Thursday, March 26, 2009

Departures - A Movie Not to Be Missed!

"Have you seen the movie, Departures?", my violin teacher, Mr. Yan asked me.

"Yes, and I laughed and cried so much!", I said. "Great movie!"

Both my tenants, Avinesh and Jasmin, were full of praise after watching the movie and Jasmin thought it was even better than Slum Dog Millionaire! "A movie that everyone must watch!", Jasmin declared.

Departures, a 2008 Japanese film by Yojiro Takita, had won rave reviews, and had clinched the Academy Award for best foreign language film at the 2009 Oscars and has already earned $53,582,846 in Japan alone as of 22nd March 2009.

Daigo Kobayashi, a cellist in an orchestra, soon lost his job after the orchestra dissolved. Saddled with a debt of 18 million yen for his cello, he decided to dispose it and to go back to his hometown, Sakata, Yamagata. His wife supported his idea, for at least they could stay in the house left behind by Daigo's mother. Daigo was attracted to an advertisement and applied for the job, thinking it was related to tourism. He only found out that NK Agency meant encoffinment. He was hired immediately on the spot by the boss who immediately took a liking to him. As he was cash strapped, he accepted the job but dared not tell his wife the truth. It was tough for him as his first assignment was handling a deceased old lady who had died two weeks without being discovered. Daigo threw out at the grisly sight and smell. However, as he handled more and more cases, he found meaning and fulfillment in his job which others despised.

When his wife saw the video in which Daigo acted as a deceased, she was incensed and gave him the ultimatum. Daigo refused to quit and his wife returned to her home. However, a few weeks later she returned with the announcement that she was carrying his child, and asked him to quit his job. At this juncture, Daigo received news that Tsuyako, who operated the public bath had died suddenly. In front of his wife and Tsuyako's son and family, Daigo performed the encoffinment ceremony with skill and dignity. His wife gradually realised the importance and meaning of her husband's job. It was indeed fulfilling when the deceased's families thanked her husband for a great job of encoffinment.

Daigo had carried a grudge against his father who left him and his mother many years ago, and when he received news about his father's death, he refused to have anything to do with him. Encouraged by his wife and colleagues, he decided to take a last look at his father. He found his father still clinging onto the smooth, white pebble which Daigo had given to him as a child. Only then did Daigo realise the truth - that his father had loved and remembered him till his death. The final part was the most could hear sniffing throughout the cinema, as Daigo performed the encoffinment ceremony for his father, with love and forgiveness in his heart.

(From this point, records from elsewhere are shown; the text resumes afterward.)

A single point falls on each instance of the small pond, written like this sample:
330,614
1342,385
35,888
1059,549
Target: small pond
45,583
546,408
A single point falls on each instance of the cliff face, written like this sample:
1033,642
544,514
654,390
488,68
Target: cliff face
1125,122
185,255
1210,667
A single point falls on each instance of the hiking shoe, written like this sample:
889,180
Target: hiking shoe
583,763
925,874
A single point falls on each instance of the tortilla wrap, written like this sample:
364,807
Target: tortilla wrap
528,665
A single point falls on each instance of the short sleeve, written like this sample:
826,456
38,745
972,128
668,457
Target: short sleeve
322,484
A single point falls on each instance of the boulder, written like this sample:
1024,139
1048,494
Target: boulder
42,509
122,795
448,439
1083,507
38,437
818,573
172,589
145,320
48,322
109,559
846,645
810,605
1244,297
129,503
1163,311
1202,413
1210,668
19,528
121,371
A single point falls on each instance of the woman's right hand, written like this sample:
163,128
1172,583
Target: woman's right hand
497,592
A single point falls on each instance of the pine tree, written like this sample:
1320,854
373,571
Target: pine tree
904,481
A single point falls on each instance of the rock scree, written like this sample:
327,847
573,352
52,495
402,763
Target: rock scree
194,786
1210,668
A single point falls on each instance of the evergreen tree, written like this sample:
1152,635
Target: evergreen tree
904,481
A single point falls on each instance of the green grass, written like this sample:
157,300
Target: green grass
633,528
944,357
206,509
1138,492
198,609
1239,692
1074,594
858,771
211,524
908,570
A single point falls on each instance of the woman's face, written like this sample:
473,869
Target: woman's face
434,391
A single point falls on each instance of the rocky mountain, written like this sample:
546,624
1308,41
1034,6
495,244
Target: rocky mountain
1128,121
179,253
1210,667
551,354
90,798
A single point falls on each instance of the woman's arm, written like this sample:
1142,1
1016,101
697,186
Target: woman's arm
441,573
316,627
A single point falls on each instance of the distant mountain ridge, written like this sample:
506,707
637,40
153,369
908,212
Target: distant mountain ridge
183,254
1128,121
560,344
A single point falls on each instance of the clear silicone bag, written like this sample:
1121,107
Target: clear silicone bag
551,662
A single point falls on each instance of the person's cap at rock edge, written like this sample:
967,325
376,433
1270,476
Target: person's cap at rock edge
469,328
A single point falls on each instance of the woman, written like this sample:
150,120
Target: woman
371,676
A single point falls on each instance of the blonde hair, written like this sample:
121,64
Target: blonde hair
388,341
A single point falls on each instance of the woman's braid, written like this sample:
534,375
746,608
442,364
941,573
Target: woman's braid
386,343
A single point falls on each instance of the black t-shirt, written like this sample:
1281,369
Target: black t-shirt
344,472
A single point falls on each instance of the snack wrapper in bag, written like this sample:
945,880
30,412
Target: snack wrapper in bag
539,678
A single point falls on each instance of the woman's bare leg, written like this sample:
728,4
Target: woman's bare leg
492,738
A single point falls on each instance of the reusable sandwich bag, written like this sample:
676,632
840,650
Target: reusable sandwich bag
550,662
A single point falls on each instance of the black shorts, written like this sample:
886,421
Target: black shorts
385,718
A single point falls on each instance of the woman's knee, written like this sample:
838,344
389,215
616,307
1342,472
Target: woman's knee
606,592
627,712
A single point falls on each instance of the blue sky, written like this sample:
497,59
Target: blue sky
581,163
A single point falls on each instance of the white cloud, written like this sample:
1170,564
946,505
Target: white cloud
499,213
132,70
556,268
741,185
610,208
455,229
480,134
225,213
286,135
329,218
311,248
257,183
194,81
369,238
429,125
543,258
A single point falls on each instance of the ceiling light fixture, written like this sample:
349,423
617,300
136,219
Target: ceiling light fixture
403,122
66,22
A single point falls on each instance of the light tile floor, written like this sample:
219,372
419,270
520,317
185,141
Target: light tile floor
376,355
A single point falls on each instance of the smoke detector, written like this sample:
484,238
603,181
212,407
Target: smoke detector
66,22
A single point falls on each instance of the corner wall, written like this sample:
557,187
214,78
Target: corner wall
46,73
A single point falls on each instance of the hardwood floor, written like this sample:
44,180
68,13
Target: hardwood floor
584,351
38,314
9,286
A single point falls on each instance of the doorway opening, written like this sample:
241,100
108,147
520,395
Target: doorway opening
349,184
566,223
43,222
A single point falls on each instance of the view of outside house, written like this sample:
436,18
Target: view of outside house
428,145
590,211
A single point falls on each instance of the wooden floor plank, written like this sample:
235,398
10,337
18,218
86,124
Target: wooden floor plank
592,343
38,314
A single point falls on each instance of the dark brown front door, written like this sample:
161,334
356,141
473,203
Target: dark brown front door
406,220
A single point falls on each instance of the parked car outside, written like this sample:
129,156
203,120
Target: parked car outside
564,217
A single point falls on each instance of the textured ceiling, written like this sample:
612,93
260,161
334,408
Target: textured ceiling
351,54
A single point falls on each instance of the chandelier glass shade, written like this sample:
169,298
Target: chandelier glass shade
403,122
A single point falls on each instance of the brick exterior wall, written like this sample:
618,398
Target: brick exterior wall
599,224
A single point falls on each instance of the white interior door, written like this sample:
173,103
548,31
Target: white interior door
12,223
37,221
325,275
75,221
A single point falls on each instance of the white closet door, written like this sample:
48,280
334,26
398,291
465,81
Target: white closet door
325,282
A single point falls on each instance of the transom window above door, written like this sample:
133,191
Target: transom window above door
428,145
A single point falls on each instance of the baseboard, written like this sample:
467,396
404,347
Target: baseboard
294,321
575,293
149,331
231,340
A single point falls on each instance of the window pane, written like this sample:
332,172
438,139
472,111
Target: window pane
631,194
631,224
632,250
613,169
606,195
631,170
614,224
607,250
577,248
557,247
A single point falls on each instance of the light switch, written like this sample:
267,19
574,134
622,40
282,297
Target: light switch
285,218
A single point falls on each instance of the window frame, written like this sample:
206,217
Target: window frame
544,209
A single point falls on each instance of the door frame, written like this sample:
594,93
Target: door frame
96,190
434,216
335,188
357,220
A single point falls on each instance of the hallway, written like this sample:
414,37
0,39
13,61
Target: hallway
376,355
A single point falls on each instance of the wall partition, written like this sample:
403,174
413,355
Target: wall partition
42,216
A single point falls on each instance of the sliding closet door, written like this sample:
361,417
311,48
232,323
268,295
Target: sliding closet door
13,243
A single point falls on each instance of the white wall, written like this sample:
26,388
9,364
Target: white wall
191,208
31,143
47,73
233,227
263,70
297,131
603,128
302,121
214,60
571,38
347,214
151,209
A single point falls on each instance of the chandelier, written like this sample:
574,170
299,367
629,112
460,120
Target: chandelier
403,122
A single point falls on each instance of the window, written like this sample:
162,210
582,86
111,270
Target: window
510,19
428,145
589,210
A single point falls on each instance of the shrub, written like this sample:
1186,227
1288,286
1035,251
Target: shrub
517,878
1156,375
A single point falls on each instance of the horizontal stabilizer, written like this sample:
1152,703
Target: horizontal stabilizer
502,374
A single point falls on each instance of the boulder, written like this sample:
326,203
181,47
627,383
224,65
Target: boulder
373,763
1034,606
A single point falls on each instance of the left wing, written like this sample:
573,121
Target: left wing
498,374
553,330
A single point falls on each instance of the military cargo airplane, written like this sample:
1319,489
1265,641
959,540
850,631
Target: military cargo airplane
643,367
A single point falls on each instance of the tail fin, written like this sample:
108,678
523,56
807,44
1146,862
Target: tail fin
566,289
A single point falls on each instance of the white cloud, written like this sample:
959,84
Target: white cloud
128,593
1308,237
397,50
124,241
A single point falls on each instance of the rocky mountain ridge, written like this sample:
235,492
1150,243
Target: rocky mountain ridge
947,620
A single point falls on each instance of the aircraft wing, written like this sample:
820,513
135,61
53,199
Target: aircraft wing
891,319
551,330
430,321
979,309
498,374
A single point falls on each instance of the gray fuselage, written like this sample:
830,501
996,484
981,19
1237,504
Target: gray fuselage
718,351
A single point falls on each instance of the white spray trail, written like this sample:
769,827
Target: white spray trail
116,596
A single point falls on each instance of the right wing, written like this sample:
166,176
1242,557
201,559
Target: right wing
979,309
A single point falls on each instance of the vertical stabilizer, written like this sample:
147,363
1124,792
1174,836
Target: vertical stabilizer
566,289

I would highly recommend everyone to watch this movie. I remember once my pastor had mentioned that it is better to go to a house of mourning than to a house of merriment, for only at departures of the deceased, are we confronted with the harsh reality of life. We are reminded at the temporal state of things and that at the end of the day what matters more is love, fogiveness, acceptance, happiness and contentment in life.

Just as a winning speech in a toastmasters contest is one that makes the audience laugh, cry and ponder over the message, it is the same with a winning movie. Departures convey a very strong message and after laughing and crying, movie goers would never be able to forget this superb movie!